L'histoire
Il y a quelques années, j’ai
rencontré par hasard un homme du nom d’Antoine Garamond qui
avait passé trente ans de sa vie dans une roulotte, à jouer
partout avec sa femme et ses deux enfants, un spectacle qui faisait revivre
toutes les pièces de Shakespeare.
Et il m’a tout raconté. Absolument tout. Ses tournées,
dans des conditions incroyables. Ses jours de gloire, ses jours de bide.
La façon de jouer chaque pièce, il m’a fait lire les
textes. Il m’a montré son livre d’or.

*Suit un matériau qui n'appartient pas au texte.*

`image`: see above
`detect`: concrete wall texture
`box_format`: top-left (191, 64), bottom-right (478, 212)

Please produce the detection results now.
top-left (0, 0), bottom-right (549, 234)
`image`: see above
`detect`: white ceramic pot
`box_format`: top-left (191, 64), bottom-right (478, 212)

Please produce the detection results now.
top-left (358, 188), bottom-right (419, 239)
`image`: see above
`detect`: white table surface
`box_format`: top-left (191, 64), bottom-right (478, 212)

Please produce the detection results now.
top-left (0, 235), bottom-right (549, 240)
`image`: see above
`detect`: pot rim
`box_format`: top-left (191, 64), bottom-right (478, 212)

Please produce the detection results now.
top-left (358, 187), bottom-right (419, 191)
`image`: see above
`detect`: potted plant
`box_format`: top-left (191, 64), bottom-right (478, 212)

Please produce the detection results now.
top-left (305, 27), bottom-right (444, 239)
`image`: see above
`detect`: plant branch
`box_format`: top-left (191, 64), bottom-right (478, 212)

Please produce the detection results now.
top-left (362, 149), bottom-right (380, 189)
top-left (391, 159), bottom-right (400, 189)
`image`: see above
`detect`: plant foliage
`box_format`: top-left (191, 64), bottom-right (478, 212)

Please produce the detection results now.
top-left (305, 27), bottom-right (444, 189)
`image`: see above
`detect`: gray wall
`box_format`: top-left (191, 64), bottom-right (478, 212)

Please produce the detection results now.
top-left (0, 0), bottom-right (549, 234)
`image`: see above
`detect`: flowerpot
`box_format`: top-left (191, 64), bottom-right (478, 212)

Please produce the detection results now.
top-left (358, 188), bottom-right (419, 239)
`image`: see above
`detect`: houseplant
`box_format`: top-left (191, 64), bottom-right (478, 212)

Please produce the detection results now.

Il m’a
raconté comment sa femme l’a quitté en pleine représentation,
après la mort de Juliette, pour être sûre d’avoir
une heure et demie d’avance (elle avait confiance en son sens du
devoir théâtral), la première fois où ses fils
sont montés sur scène et quand ils sont partis à
leur tour... Toute sa vie d’Acteur.
Au moment de me dire au revoir, il m’a serré la main très
fort, comme s’il ne voulait pas me la lâcher et il m’a
dit : “Puisque vous êtes un passionné de Shakespeare,
si vous vouliez, vous, reprendre le flambeau, je vous offrirais la roulotte.”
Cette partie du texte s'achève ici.